De plus en plus d’entreprises internationales s’installent aux Pays-Bas

Depuis le référendum sur le divorce entre Londres et Bruxelles en juin 2016, 140 entreprises ont opté pour les Pays-Bas, dont près de 80 en 2019, a indiqué le ministère néerlandais des Affaires économiques et du Climat.

LE BREXIT profite aux Pays-Bas. Face à l’incertitude de la sortie du Royaume-Uni de l’Union européenne (UE), qui a finalement eu lieu le 31 janvier, trois ans et demi après de nombreux rebondissements, de nombreuses entreprises internationales choisissent d’aménager au pays des tulipes. Depuis le référendum de juin 2016, 140 entreprises ont opté pour les Pays-Bas, dont 78 ont pris leur décision en 2019, a annoncé le mercredi 19 février l’Agence néerlandaise des investissements étrangers (NFIA), qui dépend du ministère des Affaires économiques et du Climat. « De plus en plus d’entreprises » font ce choix « même à présent que le Royaume-Uni a quitté l’Union européenne et est entré dans une période de transition, l’incertitude sur la nouvelle relation économique et les effets désormais imprévus sur le commerce international demeure », a indiqué la NFIA dans un communiqué.

Les Pays-Bas ne figurent pas sur la liste noire des paradis fiscaux de l’UE, mais la réglementation fiscale fait la part belle aux grands groupes, alléchés par des taxations intéressantes permettant une certaine optimisation fiscale en toute légalité. Selon cette agence, ces 140 entreprises prévoient de créer au total plus de 4 200 emplois et 375 millions d’euros d’investissements aux Pays-Bas au cours des trois premières années suivant leur déménagement. Le groupe Discovery et le laboratoire japonais Shionogi font notamment partie des dernières compagnies à prévoir de déménager aux Pays-Bas.

En août 2019, la NFIA avait annoncé que près de 100 compagnies internationales avaient choisi les Pays-Bas depuis le référendum sur le Brexit. « Avec l’incertitude persistante (autour du Brexit), il est compréhensible que les entreprises opérant à l’international cherchent des alternatives sur le marché européen », a déclaré Jeroen Nijland, le patron de la NFIA. « 2020 sera une année importante pour ces entreprises. Beaucoup dépendra des spécificités des futurs arrangements dans les relations entre le Royaume-Uni et l’UE », a-t-il ajouté. La NFIA affirme être actuellement en discussion avec plus de 400 compagnies qui envisagent un possible déménagement aux Pays-Bas.
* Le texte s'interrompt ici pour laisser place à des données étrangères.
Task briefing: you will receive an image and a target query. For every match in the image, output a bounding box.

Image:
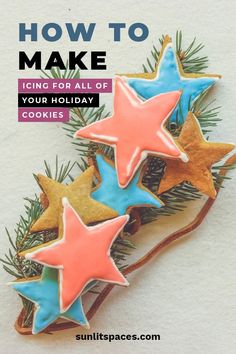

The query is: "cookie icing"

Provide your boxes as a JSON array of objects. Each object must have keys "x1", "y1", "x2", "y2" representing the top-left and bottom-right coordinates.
[
  {"x1": 23, "y1": 198, "x2": 129, "y2": 312},
  {"x1": 127, "y1": 37, "x2": 219, "y2": 124},
  {"x1": 92, "y1": 154, "x2": 163, "y2": 215},
  {"x1": 11, "y1": 267, "x2": 88, "y2": 334},
  {"x1": 75, "y1": 76, "x2": 187, "y2": 188}
]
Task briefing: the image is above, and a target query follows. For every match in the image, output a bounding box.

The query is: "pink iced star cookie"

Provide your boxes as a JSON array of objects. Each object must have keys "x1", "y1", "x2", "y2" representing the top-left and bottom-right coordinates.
[
  {"x1": 75, "y1": 76, "x2": 188, "y2": 188},
  {"x1": 22, "y1": 198, "x2": 129, "y2": 312}
]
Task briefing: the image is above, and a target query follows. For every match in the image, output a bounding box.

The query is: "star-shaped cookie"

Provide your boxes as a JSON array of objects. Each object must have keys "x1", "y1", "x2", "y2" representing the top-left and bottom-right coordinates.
[
  {"x1": 75, "y1": 76, "x2": 187, "y2": 188},
  {"x1": 92, "y1": 153, "x2": 163, "y2": 215},
  {"x1": 11, "y1": 267, "x2": 88, "y2": 334},
  {"x1": 31, "y1": 166, "x2": 118, "y2": 233},
  {"x1": 158, "y1": 112, "x2": 235, "y2": 198},
  {"x1": 122, "y1": 35, "x2": 220, "y2": 123},
  {"x1": 22, "y1": 198, "x2": 129, "y2": 312}
]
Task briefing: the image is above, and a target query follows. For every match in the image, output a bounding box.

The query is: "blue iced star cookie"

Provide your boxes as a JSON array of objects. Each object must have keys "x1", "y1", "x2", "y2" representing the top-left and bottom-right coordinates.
[
  {"x1": 127, "y1": 36, "x2": 220, "y2": 124},
  {"x1": 11, "y1": 267, "x2": 88, "y2": 334},
  {"x1": 92, "y1": 154, "x2": 163, "y2": 215}
]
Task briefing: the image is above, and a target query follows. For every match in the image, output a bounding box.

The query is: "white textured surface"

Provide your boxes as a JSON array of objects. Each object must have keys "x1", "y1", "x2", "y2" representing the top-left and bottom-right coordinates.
[{"x1": 0, "y1": 0, "x2": 236, "y2": 353}]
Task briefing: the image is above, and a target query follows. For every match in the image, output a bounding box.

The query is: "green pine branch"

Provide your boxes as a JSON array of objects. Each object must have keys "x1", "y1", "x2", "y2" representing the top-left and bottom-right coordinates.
[
  {"x1": 41, "y1": 60, "x2": 80, "y2": 80},
  {"x1": 143, "y1": 30, "x2": 208, "y2": 74},
  {"x1": 5, "y1": 31, "x2": 231, "y2": 272},
  {"x1": 2, "y1": 31, "x2": 234, "y2": 329}
]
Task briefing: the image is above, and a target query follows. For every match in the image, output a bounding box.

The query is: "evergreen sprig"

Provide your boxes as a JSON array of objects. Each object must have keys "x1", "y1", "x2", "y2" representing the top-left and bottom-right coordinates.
[
  {"x1": 143, "y1": 30, "x2": 208, "y2": 74},
  {"x1": 1, "y1": 31, "x2": 234, "y2": 329},
  {"x1": 0, "y1": 159, "x2": 78, "y2": 279},
  {"x1": 40, "y1": 60, "x2": 80, "y2": 80}
]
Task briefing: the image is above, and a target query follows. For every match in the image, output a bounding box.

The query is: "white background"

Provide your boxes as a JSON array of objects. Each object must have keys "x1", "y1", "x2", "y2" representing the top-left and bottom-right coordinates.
[{"x1": 0, "y1": 1, "x2": 236, "y2": 353}]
Cela inclut des sociétés britanniques, mais aussi des entreprises américaines et asiatiques « qui reconsidèrent leur structure européenne actuelle », a-t-elle précisé.

L’immigration post-Brexit

La Grande-Bretagne va mettre en place après le Brexit un nouveau système d’immigration, à points, donnant priorité aux travailleurs hautement qualifiés du monde entier, a annoncé le gouvernement britannique, qui entend stopper sa dépendance à l’égard de la « main-d’œuvre bon marché » européenne. L’impact des arrivées massives d’immigrés venus de l’UE a été l’une des inquiétudes majeures ayant poussé en 2016 la population britannique à se prononcer majoritairement en faveur de la sortie de l’UE. 

Avec le nouveau système d’immigration, des points seront attribués aux candidats en fonction de leurs compétences, leur niveau d’éducation, leur salaire ou encore leur profession. Un visa pourra être attribué seulement aux candidats dépassant le seuil minimal de points requis et répondant à des critères obligatoires – parler anglais et disposer d’une offre d’emploi d’une entité approuvée par les autorités. « Pour la première fois en plusieurs décennies, le Royaume-Uni aura le plein contrôle sur ceux qui viennent dans ce pays et sur la manière dont fonctionnera notre système d’immigration », a dit le gouvernement dans un document publié le mardi 18 février faisant part de ses projets.

Les ressortissants de l’UE n’auront pas besoin de visa pour entrer en Grande-Bretagne en tant que visiteurs pour une durée maximale de six mois. Aucun programme spécifique n’est prévu pour les travailleurs étrangers peu qualifiés. Le gouvernement britannique espère ainsi voir diminuer le nombre d’immigrés. « Nous devons détourner notre économie d’une dépendance à l’égard de la main- d’œuvre bon marché venue d’Europe et nous focaliser au contraire sur l’investissement dans la technologie et l’automatisation », est-il écrit dans le document. « Les employeurs devront s’ajuster ».

Le numérique européen

Les Britanniques ont quitté l’UE mais restent territorialement des proches voisins en Europe. Les conséquences seront sans doute nombreuses, mais encore difficiles à évaluer. Ce divorce a d’ailleurs déjà suscité de nombreux questionnements quant au visage et au fonctionnement du « monde d’après ». Dans leur volonté constante d’élargir pour mieux diluer, dans leur lecture résolument libérale du marché européen, les voisins d’Outre-Manche ont incontestablement imposé une sensibilité : ils ont mené – et souvent gagné – une bataille intellectuelle, celle des convictions, celle des « codes » et celle des idées.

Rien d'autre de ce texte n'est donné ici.